Mothering Sunday, traditionally the fourth Sunday in Lent, is a day to visit and bring gifts to one’s mother. On 1 April, April Fool’s tricks are played.
May Day is celebrated on the first Monday of May. On Guy Fawkes or Bonfire Night (5 November), fireworks and bonfires on which effigies of Guy Fawkes are burned celebrate Fawkes's failure in his attempt to blow up the houses of Parliament on 4 November 1605.
On the second Sunday in November, Remembrance Day honors veterans. Red paper poppies are sold by the British Legion to raise money for veterans.
During Christmas dinner (25 December), the traditional “cracker” is supposed to be laid beside each plate. Those seated next to each other pull the ends of each other’s crackers, which make a loud bang! Inside there is a crepe-paper hat and a trinket. Boxing Day (26 December), so called for small earthenware boxes that tradespeople and civil servants traditionally carried around to collect tips, is now simply a leisure day and a very busy day in the sporting calendar.
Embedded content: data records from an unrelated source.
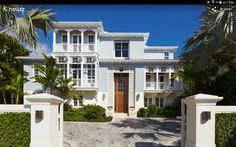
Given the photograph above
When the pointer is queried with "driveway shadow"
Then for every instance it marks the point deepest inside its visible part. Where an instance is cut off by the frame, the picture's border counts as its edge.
(151, 144)
(169, 125)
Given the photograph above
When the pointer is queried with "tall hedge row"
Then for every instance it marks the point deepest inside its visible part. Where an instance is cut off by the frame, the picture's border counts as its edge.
(14, 129)
(225, 129)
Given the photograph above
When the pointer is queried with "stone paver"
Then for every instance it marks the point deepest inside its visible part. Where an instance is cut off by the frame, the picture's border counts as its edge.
(123, 132)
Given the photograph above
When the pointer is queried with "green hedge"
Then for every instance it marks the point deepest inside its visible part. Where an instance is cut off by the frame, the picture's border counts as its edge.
(90, 113)
(14, 129)
(154, 111)
(225, 129)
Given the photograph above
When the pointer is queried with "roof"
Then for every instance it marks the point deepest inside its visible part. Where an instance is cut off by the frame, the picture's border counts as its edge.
(30, 58)
(140, 61)
(161, 48)
(78, 24)
(126, 34)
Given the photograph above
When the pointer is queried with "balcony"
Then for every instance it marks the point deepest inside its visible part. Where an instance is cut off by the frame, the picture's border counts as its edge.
(63, 47)
(163, 86)
(151, 85)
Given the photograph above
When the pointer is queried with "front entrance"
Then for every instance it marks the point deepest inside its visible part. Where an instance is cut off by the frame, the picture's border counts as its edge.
(121, 92)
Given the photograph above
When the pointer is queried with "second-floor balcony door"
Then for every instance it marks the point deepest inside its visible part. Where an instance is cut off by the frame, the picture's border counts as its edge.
(64, 42)
(91, 42)
(76, 40)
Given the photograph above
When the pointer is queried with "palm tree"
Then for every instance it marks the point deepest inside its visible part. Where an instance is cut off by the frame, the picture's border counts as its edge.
(215, 38)
(27, 27)
(48, 75)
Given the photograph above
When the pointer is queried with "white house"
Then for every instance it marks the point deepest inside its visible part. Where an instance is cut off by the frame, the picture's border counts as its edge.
(115, 70)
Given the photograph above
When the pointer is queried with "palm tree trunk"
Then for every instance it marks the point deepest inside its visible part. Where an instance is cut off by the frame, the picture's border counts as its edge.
(12, 101)
(17, 98)
(4, 97)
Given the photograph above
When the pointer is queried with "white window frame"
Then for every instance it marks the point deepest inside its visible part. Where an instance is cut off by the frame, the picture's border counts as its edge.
(168, 55)
(62, 38)
(149, 101)
(158, 99)
(93, 39)
(121, 41)
(77, 35)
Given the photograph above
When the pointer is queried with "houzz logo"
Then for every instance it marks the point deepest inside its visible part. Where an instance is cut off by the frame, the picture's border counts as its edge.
(8, 9)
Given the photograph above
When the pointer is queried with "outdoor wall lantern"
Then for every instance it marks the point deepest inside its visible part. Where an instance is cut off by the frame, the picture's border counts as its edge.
(38, 115)
(206, 115)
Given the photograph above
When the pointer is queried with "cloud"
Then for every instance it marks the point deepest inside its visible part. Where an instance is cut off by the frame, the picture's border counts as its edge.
(42, 48)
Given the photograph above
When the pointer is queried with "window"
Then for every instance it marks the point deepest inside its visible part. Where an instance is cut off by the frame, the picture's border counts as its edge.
(166, 55)
(63, 70)
(161, 77)
(61, 59)
(90, 68)
(89, 59)
(147, 102)
(74, 60)
(36, 72)
(121, 49)
(75, 102)
(163, 69)
(91, 38)
(159, 102)
(64, 38)
(172, 80)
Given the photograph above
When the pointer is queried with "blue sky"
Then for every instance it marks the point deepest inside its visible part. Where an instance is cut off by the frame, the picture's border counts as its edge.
(167, 24)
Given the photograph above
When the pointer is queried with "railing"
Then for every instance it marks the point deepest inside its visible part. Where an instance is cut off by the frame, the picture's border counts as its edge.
(76, 47)
(77, 82)
(162, 86)
(89, 47)
(63, 47)
(151, 85)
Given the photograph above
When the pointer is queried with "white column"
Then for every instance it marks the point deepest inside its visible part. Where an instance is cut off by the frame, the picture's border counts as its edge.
(183, 121)
(68, 40)
(54, 40)
(157, 76)
(68, 67)
(82, 70)
(82, 40)
(169, 77)
(96, 40)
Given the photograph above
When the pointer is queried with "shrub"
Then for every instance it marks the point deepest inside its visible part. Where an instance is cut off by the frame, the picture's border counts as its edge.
(225, 128)
(152, 110)
(90, 113)
(15, 129)
(67, 107)
(142, 112)
(93, 111)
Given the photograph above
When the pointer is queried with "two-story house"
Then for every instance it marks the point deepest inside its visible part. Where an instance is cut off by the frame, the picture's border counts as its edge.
(115, 70)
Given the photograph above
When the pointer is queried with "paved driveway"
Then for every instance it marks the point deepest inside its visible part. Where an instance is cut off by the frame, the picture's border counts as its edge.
(123, 132)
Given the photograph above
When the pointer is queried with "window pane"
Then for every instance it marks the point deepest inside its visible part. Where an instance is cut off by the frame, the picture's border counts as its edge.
(125, 46)
(64, 38)
(148, 77)
(91, 39)
(118, 53)
(117, 46)
(125, 53)
(145, 102)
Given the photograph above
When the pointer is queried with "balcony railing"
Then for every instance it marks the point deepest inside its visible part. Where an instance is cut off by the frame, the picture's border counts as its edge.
(63, 47)
(77, 82)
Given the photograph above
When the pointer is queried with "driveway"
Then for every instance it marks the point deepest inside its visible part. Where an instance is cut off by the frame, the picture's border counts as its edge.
(123, 132)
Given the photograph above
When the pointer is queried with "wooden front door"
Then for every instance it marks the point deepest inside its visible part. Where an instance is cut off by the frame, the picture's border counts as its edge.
(121, 93)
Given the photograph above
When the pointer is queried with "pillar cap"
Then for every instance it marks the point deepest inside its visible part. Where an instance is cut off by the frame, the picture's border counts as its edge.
(202, 98)
(43, 97)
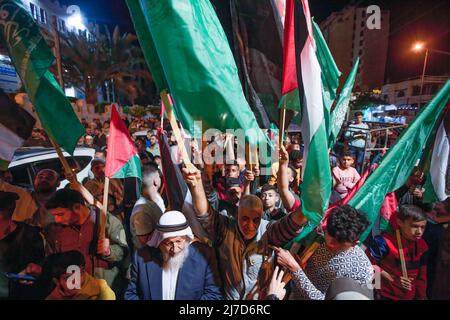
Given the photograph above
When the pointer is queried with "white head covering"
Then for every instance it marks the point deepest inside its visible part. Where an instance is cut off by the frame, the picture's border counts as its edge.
(171, 224)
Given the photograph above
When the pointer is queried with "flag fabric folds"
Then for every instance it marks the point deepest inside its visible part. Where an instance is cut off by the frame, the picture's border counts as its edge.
(317, 181)
(339, 112)
(435, 182)
(16, 125)
(33, 58)
(198, 64)
(329, 72)
(122, 160)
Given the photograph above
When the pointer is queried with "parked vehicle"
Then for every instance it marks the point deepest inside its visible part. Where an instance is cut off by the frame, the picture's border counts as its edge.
(27, 162)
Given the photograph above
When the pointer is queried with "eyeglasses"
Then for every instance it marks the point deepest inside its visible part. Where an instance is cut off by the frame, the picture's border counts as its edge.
(173, 243)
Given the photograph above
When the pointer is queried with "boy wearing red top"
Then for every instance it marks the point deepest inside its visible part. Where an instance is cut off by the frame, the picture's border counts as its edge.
(384, 254)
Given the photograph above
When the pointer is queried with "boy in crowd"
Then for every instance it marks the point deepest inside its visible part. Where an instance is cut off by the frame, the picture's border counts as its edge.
(270, 198)
(384, 254)
(345, 177)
Many offices, but not shops, close for all of the Christmas-to-New Year period.
New Year’s Day (1 January), Good Friday (the Friday preceding Easter), and Easter Monday (the Monday following Easter) are three of England’s traditional “bank holidays,” on which banks and other businesses close. The other bank holidays include May Day, the spring and summer bank holidays (the last Monday in May and the last Monday in August, respectively), Christmas Day, and Boxing Day.
Most employees get four to five weeks’ annual vacation. Most people take their main two- or three-week vacation in July or August. A sizable minority also take a winter vacation, usually to go skiing or to somewhere warm and sunny. Short trips of two to five days to other parts of the country or to continental Europe have become increasingly popular.